The Airbrush Legend
Sorayama is the man who made airbrush-art to be the state of the art of graphic design. His sexy robot was then a legend among graphic designers for decades. None graphic designers did it at his best before. Here’s an exclusive interview with the artist.
Q: What prompted you to draw robot?
A: A friend of mine, the designer Hara Koichi, wanted to use C3PO from Star Wars for a Suntory poster presentation. But time was short and there were problems with copyright fee, so I was asked to come up with something.
Q: Was that female robot your first work of this kind?
A: No, The first one was a robot and a dog sitting on a rock.
Q: What year was that?
A: 1978. Afterwards I did a series of pictures like it.
Q: Were there any other works prior to that on the same theme?
A: Not at all. Of course, since I’ve done quite a few works using car bumpers and objects with a galvanized texture, I didn’t have any problems with technique.
Q: I was impressed more by the setting and the pose of the subject rather than the texture.
A: Well, that came out of discussions with everyone. Even a robot set in a classical theme would be boring. Since I’d always done pin-ups, I thought, “why not a robot?” So, this sexy, female robot was born.
Q: Also the mechanical details of each part are expressed vividly.
A: Well, I was in fact, drawing rods and cams, and there are some who think it is mechanically awkward. But I’m not an engineer; I draw illustrations which are “convincing lies.” For reference, though, I pay attention to those opinions too.
Q: In the first female robot, her crotch is covered by a lid. I thought this was very effective; the act of concealing made her extremely sexy.
A: Originally I was going to draw a socket in place of her crotch and sent in a sketch, but the director thought it was a bad idea; that’s why I ended up with the lid. As for myself, however, I wanted the socket. That would make people laugh. I think the illustrator is a kind of entertainer. Instead of pursuing the value of the work itself, I’d rather have people look at it and get an immediate kick.
Q: Does this mean that you find yourself having to suppress your own idea within the certain conditions attached to advertisements?
A: Yes, because the client has a strong say. But nothing beats the feeling of creating a hit while working within those conditions. The budget, product image, the director’s taste –there are many things to consider. I believe that the illustrator has to have the skill to draw the sort of work that can satisfy all those demands.
Q: Have you always liked drawing?
A: Not that much. In high school, I’d take thirty minutes to finish off a picture that would take someone else four hours to do, step back and say, “check it out!” But I can’t really say that I like it. I didn’t start out wanting to do illustrations. At first, I worked as a graphic designer. But photosetting is my weak point. Also, I didn’t like working for a company. That’s how I came to be an illustrator; it’s a job in which you work for yourself.

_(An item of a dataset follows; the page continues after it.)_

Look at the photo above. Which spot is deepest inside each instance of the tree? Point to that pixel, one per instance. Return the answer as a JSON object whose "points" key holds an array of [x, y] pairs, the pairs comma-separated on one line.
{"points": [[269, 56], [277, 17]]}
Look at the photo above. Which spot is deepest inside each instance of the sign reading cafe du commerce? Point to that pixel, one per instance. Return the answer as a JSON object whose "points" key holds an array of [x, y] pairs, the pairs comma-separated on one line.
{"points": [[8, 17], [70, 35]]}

Q: Did you go to art school?
A: Not at first. I was in the English department of a christian university. I went there because of an interest in Greece that I got from reading Oda Minoru’s I’m Going To See Everything. I wanted to learn Greek, but when I got there, the instructor had left the university.

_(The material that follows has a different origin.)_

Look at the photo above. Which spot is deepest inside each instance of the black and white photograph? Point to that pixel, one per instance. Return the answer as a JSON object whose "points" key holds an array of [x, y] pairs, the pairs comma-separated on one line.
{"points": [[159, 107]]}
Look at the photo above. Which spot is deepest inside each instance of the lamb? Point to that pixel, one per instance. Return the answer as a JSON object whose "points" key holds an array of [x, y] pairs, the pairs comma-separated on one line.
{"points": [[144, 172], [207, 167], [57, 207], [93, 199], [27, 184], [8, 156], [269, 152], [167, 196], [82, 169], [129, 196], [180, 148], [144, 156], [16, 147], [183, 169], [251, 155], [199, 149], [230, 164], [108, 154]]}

Q: Is that when you decided to organize an art club?
A: No. In my second year I started a school magazine, Pink Journal. I was criticized not only by the teachers, but also by the students. I got to hate the place. Around that time, I saw an advertisement in Bijutsu Techo for the Chuo Art School. When I found out that I could get in without taking a test, I decided to go there.
Q: How did you come to draw the pin-ups?
A: That’s my mania. I’ve been drawing them since high school. Back then, there was this thing for the Playboy and Penthouse playmates. Now, it’s the girl-next-door, idol type, but in our day, these pin-ups were like goddesses. I guess I could describe it as my own goddess cult.
Q: By the way, you edited the book, The Peach-colored Encyclopedia. How did that happen?
A: There were a lot of erotic works –not only illustrations, but photographs and pictures, in general. I was wondering what it would be like to collect them into one volume. Cameramen, painters, and others got interested, and with everyone’s help, it came together.
Q: The illustrations alone came to quite a lot, didn’t they?
A: 1,500, in all. I didn’t know anyone at the time, so, I collected the works without paying any fee to the artists. When I found out later just who contributed, they were all big names. The honorarium was a single copy of te book. Maybe it’s because things were a lot more easy going than now. We were all so into it when we made it. But afterwards, no one said, “Let’s do it again!” So maybe it didn’t sell very well.
Q: Finally, what’s necessary in an illustrator?
A: The “professionalism.” That’s it.